The report by Jeanine Hennis-Plasschaert (ALDE,NL), which was adopted unanimously, backs these principles. However, it proposes that solidarity between Member States be enhanced by means of compulsory instruments such as the formation of teams of national experts to assist Member States confronted with a large number of asylum applications, and the creation of a rehousing programme to enable beneficiaries of international protection to be received by a Member State other than the one that granted them this protection.

Improving the Eurodac fingerprint database

The Dublin system could not work without a system for identifying foreign nationals who have already lodged an asylum application in another Member State. This system is Eurodac, a digital set-up for comparing fingerprints, which has been in operation since 2003. The proposal in the asylum package seeks to improve the general functioning of the system, to clarify the different stages of its operation and to lay down rules on data protection. Member States will be required to delete data no longer needed for the purposes for which it was collected. The report by Nicolae Vlad Popa (EPP-ED, RO), adopted by 28 votes to 4 with 3 abstentions, supports this proposal with some technical improvements.

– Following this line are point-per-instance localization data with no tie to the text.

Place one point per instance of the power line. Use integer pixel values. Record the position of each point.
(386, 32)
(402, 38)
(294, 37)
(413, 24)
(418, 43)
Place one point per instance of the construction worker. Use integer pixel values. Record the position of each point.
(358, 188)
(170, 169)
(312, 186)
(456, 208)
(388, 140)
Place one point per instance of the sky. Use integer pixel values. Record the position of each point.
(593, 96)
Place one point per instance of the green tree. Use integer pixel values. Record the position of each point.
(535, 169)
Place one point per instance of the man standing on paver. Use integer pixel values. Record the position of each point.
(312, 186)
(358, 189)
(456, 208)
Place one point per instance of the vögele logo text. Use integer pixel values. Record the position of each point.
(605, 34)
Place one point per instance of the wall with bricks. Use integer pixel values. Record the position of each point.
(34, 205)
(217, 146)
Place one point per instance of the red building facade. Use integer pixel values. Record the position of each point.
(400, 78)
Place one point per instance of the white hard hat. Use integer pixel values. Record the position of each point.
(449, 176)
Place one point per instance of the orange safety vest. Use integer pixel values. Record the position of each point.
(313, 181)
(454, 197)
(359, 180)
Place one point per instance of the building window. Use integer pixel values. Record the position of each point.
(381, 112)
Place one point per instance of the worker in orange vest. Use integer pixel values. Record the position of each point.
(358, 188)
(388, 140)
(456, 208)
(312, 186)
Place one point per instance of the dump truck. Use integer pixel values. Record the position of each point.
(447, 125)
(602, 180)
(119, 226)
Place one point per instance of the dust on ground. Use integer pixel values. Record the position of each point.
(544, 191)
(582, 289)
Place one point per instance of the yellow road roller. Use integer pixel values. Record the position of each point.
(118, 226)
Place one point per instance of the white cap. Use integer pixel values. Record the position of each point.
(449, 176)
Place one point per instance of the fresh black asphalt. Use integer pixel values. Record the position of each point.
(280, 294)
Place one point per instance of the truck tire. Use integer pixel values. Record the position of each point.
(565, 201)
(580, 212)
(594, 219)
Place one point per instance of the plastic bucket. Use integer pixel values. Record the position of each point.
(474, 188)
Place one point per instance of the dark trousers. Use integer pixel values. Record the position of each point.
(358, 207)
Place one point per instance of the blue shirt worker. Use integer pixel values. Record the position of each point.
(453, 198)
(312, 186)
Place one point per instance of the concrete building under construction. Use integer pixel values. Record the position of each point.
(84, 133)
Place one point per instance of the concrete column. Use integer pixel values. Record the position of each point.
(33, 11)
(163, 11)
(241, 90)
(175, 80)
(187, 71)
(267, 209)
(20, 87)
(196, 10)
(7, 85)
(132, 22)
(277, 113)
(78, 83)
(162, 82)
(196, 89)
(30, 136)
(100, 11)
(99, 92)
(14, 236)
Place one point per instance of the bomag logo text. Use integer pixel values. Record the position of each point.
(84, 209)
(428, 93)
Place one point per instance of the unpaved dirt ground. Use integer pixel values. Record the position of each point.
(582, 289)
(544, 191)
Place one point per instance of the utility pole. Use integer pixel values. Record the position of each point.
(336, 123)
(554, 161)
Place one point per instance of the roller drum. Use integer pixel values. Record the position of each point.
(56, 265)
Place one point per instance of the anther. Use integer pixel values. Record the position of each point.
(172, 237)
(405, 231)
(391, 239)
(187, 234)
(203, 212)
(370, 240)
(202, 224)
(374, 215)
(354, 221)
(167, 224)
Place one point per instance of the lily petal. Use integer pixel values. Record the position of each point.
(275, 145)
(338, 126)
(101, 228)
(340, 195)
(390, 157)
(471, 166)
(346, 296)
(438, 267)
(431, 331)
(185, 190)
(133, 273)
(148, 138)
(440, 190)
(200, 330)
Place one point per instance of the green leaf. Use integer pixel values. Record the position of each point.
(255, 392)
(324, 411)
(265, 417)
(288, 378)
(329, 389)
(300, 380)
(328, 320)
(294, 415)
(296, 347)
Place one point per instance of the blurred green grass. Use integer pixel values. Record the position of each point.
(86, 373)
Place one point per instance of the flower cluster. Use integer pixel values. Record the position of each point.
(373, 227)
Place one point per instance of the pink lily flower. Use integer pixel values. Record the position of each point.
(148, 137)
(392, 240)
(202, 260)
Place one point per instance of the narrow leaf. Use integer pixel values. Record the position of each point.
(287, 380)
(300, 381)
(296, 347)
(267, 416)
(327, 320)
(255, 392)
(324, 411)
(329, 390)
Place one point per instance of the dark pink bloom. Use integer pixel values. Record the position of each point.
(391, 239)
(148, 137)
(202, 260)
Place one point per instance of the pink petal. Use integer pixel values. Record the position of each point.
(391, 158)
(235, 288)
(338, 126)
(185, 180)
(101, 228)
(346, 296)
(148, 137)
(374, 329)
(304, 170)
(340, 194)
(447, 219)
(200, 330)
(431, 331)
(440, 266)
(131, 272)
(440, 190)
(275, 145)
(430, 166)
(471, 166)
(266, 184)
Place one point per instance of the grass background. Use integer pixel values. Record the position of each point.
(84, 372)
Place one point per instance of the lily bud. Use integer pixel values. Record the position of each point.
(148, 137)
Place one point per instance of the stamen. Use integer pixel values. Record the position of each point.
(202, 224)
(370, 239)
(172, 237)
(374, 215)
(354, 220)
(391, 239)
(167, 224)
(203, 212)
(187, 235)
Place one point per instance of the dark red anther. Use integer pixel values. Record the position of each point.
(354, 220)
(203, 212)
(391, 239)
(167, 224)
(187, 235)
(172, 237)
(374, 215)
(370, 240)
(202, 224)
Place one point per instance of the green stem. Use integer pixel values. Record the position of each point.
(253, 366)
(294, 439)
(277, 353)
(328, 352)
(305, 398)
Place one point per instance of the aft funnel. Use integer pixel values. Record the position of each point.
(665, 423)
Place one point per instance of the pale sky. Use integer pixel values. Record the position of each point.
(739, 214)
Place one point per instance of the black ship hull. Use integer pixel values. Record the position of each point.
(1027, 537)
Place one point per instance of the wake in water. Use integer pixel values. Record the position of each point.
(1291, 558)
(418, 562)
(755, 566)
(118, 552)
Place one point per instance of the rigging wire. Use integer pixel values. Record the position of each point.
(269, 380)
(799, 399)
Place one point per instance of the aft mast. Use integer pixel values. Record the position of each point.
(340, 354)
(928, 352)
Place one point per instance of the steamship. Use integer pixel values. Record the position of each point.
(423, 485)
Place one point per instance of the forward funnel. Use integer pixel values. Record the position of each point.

An office to help Member States

Lastly, the Civil Liberties Committee adopted, nem con with one abstention, a report by Jean Lambert (Greens/EFA, UK) approving the creation of a European Asylum Support Office. This body will provide expert assistance to help implement EU asylum policy and will boost cooperation between Member States and help those subject to particular pressures. MEPs want this office to develop, in conjunction with the UN High Commissioner for Refugees and relevant NGOs, training programmes on asylum for members of national civil services. The office must also put in place an early warning system to enable Member States and the Commission to anticipate large-scale influxes of applicants for international protection as well as a system of mandatory solidarity for rehousing beneficiaries of international protection of any Member States whose national asylum system are overloaded.